Aya ulaşımda şimdiye kadar giden en hızlı insansız uzay aracı 2016 yılında yollanan New Horinon 45,000 km /saat ile ayın yanından geçmişti, bugün insansız uydu aracı olarak ulaşılan en yüksek hız 50,000 km/saat. Bu hızla devamlı gidersek bizden 1 ışık yılı mesafede olan bir gezegene ancak 22,000 yıl sonra ulaşabiliyoruz. Nasa’nın hız olarak ulaşmak istediği hedef ise 100,000 km/saat.

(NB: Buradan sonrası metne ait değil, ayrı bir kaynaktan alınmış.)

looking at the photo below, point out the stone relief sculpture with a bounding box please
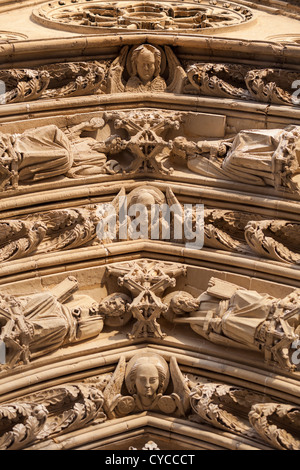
[1,187,300,266]
[189,382,266,439]
[125,44,167,93]
[0,52,298,107]
[0,381,106,450]
[0,125,74,190]
[0,277,104,368]
[188,376,300,450]
[0,62,106,104]
[244,219,300,265]
[103,353,190,418]
[107,44,186,95]
[172,125,300,192]
[185,63,300,106]
[168,277,300,371]
[33,1,253,34]
[103,260,186,339]
[0,357,299,450]
[102,109,182,174]
[64,118,122,177]
[249,404,300,450]
[0,119,123,191]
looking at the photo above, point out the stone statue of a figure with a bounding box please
[172,125,300,192]
[0,125,73,188]
[0,277,104,368]
[167,278,300,370]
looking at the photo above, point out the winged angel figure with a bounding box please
[103,353,191,419]
[107,44,186,95]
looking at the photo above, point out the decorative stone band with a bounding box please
[0,49,299,107]
[0,354,299,450]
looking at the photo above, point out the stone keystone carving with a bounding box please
[104,260,186,339]
[108,44,186,95]
[103,353,190,418]
[104,110,182,174]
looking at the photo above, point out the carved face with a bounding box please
[136,49,156,83]
[135,363,159,399]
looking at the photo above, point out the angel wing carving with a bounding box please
[165,46,187,95]
[103,356,126,419]
[170,356,191,417]
[107,46,129,94]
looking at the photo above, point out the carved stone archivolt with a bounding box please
[1,113,300,194]
[0,353,299,450]
[0,49,299,108]
[0,0,299,452]
[0,264,299,374]
[1,186,300,266]
[33,0,253,34]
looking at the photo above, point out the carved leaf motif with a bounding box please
[245,220,300,264]
[190,383,262,438]
[103,356,126,418]
[249,404,300,450]
[0,404,48,450]
[0,220,47,263]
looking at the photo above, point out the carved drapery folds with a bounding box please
[0,114,300,194]
[0,354,299,450]
[166,277,300,372]
[0,267,299,373]
[0,276,104,368]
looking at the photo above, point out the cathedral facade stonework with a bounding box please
[0,0,299,452]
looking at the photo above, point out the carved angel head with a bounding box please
[125,353,169,405]
[130,45,162,84]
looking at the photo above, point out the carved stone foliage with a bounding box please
[0,62,107,104]
[184,63,300,106]
[249,404,300,450]
[167,277,300,372]
[0,382,106,450]
[188,378,300,450]
[0,357,299,450]
[33,1,253,34]
[1,187,300,266]
[0,46,299,107]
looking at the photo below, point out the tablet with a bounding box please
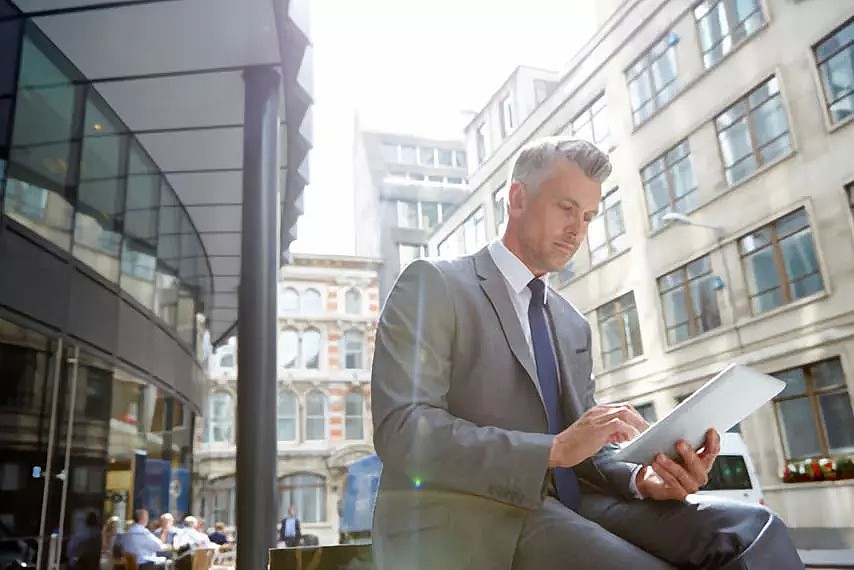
[613,363,785,466]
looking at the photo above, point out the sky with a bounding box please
[289,0,598,256]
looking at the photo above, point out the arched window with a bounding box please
[305,390,327,440]
[278,328,299,369]
[345,289,361,315]
[209,392,233,443]
[280,473,326,523]
[342,330,364,370]
[301,328,321,370]
[345,391,364,440]
[277,391,298,442]
[281,287,299,315]
[300,288,323,315]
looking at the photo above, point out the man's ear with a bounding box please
[507,182,527,218]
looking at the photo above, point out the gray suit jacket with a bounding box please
[371,248,637,569]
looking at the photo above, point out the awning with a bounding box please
[10,0,313,344]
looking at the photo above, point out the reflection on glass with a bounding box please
[121,142,160,309]
[345,392,364,440]
[277,391,297,442]
[279,328,298,369]
[301,329,321,369]
[73,93,125,283]
[5,33,76,249]
[156,185,181,326]
[305,391,326,440]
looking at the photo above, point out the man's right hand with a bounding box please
[548,404,649,468]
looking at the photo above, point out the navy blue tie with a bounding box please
[527,278,581,510]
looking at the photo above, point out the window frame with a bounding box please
[738,207,824,314]
[281,287,299,315]
[812,17,854,126]
[714,76,792,186]
[772,358,854,460]
[641,139,698,230]
[277,390,298,443]
[344,390,365,441]
[304,390,328,441]
[596,292,643,369]
[300,288,323,315]
[499,94,515,138]
[626,33,679,125]
[208,391,234,444]
[344,288,361,315]
[300,327,322,370]
[587,187,627,265]
[564,93,612,150]
[694,0,766,69]
[279,473,327,523]
[342,329,364,370]
[657,254,722,344]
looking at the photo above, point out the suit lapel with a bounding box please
[473,248,544,405]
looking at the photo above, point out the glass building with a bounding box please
[0,1,312,569]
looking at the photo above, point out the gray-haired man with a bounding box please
[370,137,803,569]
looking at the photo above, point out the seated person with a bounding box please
[120,509,167,569]
[152,513,177,546]
[173,516,212,552]
[207,523,229,546]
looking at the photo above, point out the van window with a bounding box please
[701,455,752,490]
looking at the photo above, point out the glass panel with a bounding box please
[774,368,808,398]
[277,392,297,442]
[345,392,364,440]
[5,33,76,249]
[73,93,125,283]
[743,248,780,297]
[418,146,434,166]
[155,185,180,326]
[345,289,361,315]
[279,329,298,369]
[691,275,722,333]
[624,305,643,359]
[702,455,752,490]
[777,397,822,458]
[379,143,397,163]
[819,392,854,453]
[301,289,323,315]
[437,148,453,167]
[400,145,416,164]
[121,141,159,309]
[752,95,789,148]
[717,118,752,167]
[812,358,844,390]
[306,392,326,440]
[421,201,440,229]
[301,329,321,370]
[344,331,363,370]
[281,288,299,315]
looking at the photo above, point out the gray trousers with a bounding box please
[512,493,804,570]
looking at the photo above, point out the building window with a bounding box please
[281,287,299,315]
[305,390,327,441]
[773,358,854,459]
[814,18,853,125]
[642,140,699,230]
[345,289,361,315]
[420,202,441,229]
[466,207,486,253]
[493,183,508,236]
[658,255,722,345]
[380,143,398,163]
[588,187,628,265]
[279,328,299,369]
[209,392,233,444]
[453,150,467,169]
[301,328,321,370]
[716,76,792,186]
[475,123,487,163]
[398,243,424,269]
[500,94,515,138]
[345,391,365,441]
[437,148,453,167]
[277,391,298,442]
[280,473,326,523]
[695,0,765,68]
[739,208,824,314]
[418,146,435,166]
[397,200,418,229]
[635,402,658,423]
[597,292,643,369]
[400,145,416,164]
[567,94,611,150]
[627,34,679,125]
[300,288,323,315]
[342,330,364,370]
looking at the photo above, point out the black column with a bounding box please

Bu hıza ulaşıldığında 111,000 yılda 1 ışık yılı mesafeyi kat etmiş olacağız.

 

  • Devamlı hareket eden yıldız ve gezegenlerin değişen mesafe ve konumlarını ölçmek için dünyada bulunduğumuz yer ile yıldız arasındaki açıyı bilmemiz gerekir. Ancak bu kadar uzaklıkta açısal değeri ölçmek kolay olmayacağı için 1 derecenin 3600 de biri olan arc/sec veya yay/saniye açı birimi kullanılır.
  • Uzay da kütle birimi olarak güneşin kütlesi, birim kütle olarak dikkate alınır. Güneşin kütlesi 1 Nonilyon kg, yani 2×10 30 kg dır. Diğer yıldızların kütle birimi içinde güneşin kütle birimi dikkate alınır.
  • Güneşin kütlesi, dünyanın kütlesinin 1,300 milyon katıdır ve hacim olarak da 330,000 katıdır.
  • Yıldızların parlaklığı çok önemlidir ve “kadir” birimi ile tarif edilir. En parlak yıldızın parlaklık birimi 6 Kadirdir, buradan logaritmik olarak en sönük yıldıza kadar derecelendirilir. Referans olarak da Polaris’in, (kutup yıldızı) parlaklık değeri dikkate alınır.
  • Samanyolu galaksi 100,000 ışık yılı büyüklükte, yani 100,000x 10 trilyon km=1017 km. dir
  • Evrenin yaşı 13,8milyar dır. Yani Big Bang büyük patlama 13,8 milyar yıl önce meydana gelmiş.
  • Güneşin ömrünün 10 milyar yıl olduğu kabul ediliyor, kalan süre ise 4,5 milyar yıl. Yani bu süre sonunda güneş ışığını ve gücünü kaybetmeye başlayacak.
  • Yıldızlar ömürlerini tamamlayınca önce sönük ışık yayarlar, bu duruma “beyaz cüce”, ışıklarını tamamen kaybedince “siyah cüce” adını alır.
  • Tarihte ilk keşfedilen yıldız Sirus yıldızıdır. Sirus yıldızı birbiri etrafında dönem iki yıldızdan meydana gelir. Sirus A ve SırıB. Sirus B beyaz cüce yani sönmekte olan yıldız, Sirus A güneşten 2 defa daha büyük olduğu için güneşten 25 defa daha fazla enerji alır ve bu nedenle en parlak yıldız olarak gözüyor. Sirus A yaşam ömrünü olan 2 milyar yılın büyük kısmını tamamlamış, kalan 500 yıl sonra dan itibaren beyaz cüce olmaya başlayacak ve giderek kaybolacak ve biz 500 milyon yıl sonra göremeyeceğiz.

 

Evrenin Kalp Atışları: Pulsarlar (Atarcalar) ve “Sesleri”;

Pulsarlar, kalp atışları gibi muntazam ritimlerle uzaya radyo dalgaları gönderen nötron yıldızlarıdır. Latincede “pulsate” kelimesinden gelen pulsar kalp gibi atan” anlamına gelir. Yıldızlar kütlelerine göre evrilirler. Bir yıldızın kütlesi ne kadar küçükse sıcaklığı da bir o kadar düşük olur; ömrü de o kadar uzun olur. Kütlesi çok büyük olan yıldızlar ise ömürleri çok kısadır. Bir yıldızın kütlesi ne kadar büyükse sıcaklığı ve çapı da o kadar büyüktür ancak ömrü çok ihtişamlı bir şekilde son bulur.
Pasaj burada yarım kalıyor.